Thank you, I confirm, the patch fixes the "Netlink" error. For now, I also commented the "nm_log_info" calls to get rid of the three "Stage 5 of 5 (IPv6 Commit)" messages.
(In reply to hansvon from comment #23) > Thank you, I confirm, the patch fixes the "Netlink" error. For now, I also > commented the "nm_log_info" calls to get rid of the three "Stage 5 of 5 > (IPv6 Commit)" messages. Those "Stage 5 of 5" messages are also now suppressed upstream and should make it to an F20 build at some point here.

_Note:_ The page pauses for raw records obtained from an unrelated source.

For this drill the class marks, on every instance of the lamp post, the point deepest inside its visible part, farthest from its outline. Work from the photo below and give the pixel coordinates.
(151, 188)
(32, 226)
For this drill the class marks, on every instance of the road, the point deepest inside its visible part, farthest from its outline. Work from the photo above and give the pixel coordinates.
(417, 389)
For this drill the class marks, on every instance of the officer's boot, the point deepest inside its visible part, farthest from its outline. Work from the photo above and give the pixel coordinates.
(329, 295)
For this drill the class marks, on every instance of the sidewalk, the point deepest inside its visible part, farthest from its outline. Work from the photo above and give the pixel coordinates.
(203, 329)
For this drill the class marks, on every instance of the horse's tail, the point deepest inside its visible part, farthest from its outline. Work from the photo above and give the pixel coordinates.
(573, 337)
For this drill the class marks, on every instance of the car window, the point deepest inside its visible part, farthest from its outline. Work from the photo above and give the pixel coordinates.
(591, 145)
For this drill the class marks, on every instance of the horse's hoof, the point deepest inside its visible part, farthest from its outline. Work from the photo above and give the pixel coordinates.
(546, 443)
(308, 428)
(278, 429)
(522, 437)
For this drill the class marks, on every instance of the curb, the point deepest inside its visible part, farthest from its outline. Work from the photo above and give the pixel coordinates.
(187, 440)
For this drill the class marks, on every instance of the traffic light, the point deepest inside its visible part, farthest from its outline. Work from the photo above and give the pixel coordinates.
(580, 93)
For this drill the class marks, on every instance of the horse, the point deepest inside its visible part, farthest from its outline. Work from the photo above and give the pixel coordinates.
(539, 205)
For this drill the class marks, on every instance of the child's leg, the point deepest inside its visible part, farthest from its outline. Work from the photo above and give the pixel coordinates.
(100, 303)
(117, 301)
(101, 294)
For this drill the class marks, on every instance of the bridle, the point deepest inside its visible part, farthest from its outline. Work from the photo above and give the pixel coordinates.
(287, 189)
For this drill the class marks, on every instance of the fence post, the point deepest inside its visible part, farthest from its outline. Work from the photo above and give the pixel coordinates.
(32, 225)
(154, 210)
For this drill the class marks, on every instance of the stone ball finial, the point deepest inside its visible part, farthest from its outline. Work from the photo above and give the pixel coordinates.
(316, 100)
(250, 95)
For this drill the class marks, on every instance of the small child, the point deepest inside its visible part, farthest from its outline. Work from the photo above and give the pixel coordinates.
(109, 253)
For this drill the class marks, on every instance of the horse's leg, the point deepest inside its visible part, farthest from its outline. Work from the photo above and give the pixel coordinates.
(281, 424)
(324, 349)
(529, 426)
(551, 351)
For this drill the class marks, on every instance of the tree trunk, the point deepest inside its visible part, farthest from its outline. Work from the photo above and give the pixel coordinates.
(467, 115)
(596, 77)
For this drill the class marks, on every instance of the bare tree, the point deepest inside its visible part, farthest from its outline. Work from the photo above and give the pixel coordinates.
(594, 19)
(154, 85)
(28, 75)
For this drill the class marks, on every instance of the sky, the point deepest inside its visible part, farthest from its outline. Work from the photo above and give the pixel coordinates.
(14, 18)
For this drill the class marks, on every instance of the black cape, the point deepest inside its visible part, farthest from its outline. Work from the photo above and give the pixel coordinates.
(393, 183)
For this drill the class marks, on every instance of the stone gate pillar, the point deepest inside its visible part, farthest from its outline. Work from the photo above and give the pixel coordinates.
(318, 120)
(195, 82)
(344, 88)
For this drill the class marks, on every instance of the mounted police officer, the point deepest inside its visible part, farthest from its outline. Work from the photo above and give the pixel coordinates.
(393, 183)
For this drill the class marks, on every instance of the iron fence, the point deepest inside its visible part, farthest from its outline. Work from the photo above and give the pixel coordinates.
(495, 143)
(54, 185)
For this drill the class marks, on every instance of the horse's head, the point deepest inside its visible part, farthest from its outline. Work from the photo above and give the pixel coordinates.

NetworkManager-0.9.9.0-27.git20131003.fc20 has been submitted as an update for Fedora 20. https://admin.fedoraproject.org/updates/NetworkManager-0.9.9.0-27.git20131003.fc20
NetworkManager-0.9.9.0-27.git20131003.fc20 has been pushed to the Fedora 20 stable repository. If problems still persist, please make note of it in this bug report.
(In reply to Dan Williams from comment #24) > Those "Stage 5 of 5" messages are also now suppressed upstream and should > make it to an F20 build at some point here. I can confirm this with NetworkManager-0.9.9.0-27.git20131003.fc20.x86_64 Thanks.